The present study confronts instantaneous and consistent phase transformation of Hydroxyapatite (HAP) to cerium substituted Hydroxyapatite (Ce-HAP) nanoparticles using the sol-gel method. Ce3+ ions at varying concentrations from 0.01 - 0.1 M were substituted in HAP structure and analyzed using spectroscopic and electron microscopic techniques. The mechanical property acquired, and the elemental composition was determined using a Vickers hardness test and x-ray photoelectron spectroscopy (XPS). Secondly, the bio-potential was evaluated against Gram-positive and negative strains by agar diffusion method and in vitro biocompatibility studied using MG-63 cell model adapting MIT assay. The typical XRD pattern revealed characteristic phase transformation from hexagonal to rhombohedral symmetry with assembled rod shape morphology associated with size reduction ((x) over bar = 40-60 nm) evidenced from electron microscopic study.

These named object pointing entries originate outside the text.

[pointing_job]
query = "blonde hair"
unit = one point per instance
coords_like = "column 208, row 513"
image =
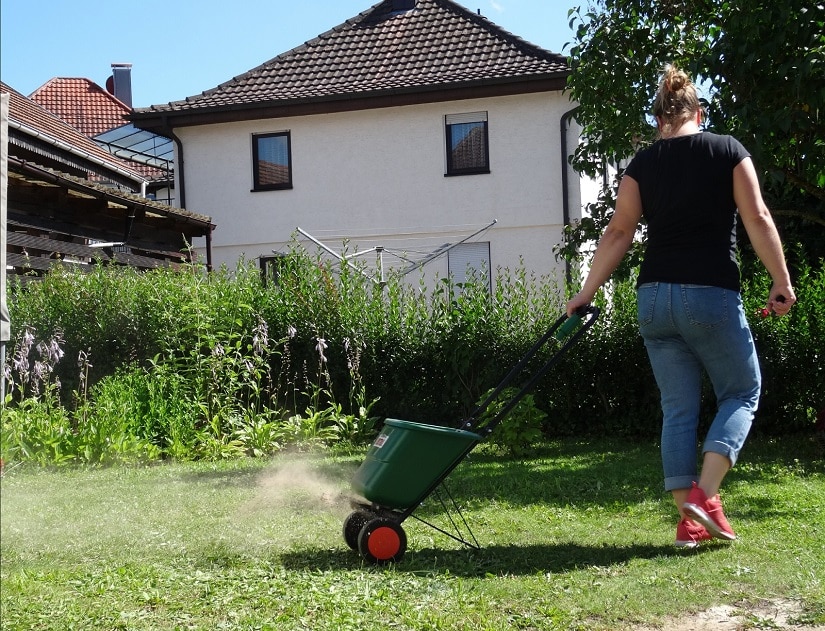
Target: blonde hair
column 676, row 99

The elemental composition analyzed using X-ray spectroscopy (XPS) showed the presence of P, Ca and O in addition to Ce substantiating its successful assembly into HAP lattice. This phase transformed assemblage could withstand temperature up to 800 degrees C, maintaining its rhombohedral symmetry with utmost stability. The key parameters viz. solubility and resorbability along with pH determined the fate of Ce-HAP nano-assemblage. Alongside, this Ce-HAP nanocomposite induced the deposition of calcium-rich apatite layers, on the surface of simulated body fluid (SBF) mimicking the hardness exhibited by bones. There was a significant antibacterial effect as determined from the size of the zone of inhibition. Notably, the drug release profile investigated using leaching studies revealed that assemblage with 0.1 M Ce showed 100% release within 40 h on a par with other concentrations. It also revealed the excellent photocatalytic activity of MB at 0.1 M concentration. Biocompatibility studies on MG-63 cells exposed to Ce-HAP nanocomposite projected cellular viability up to 70% over 72 h suggesting its atoxic potential for use in clinical reality.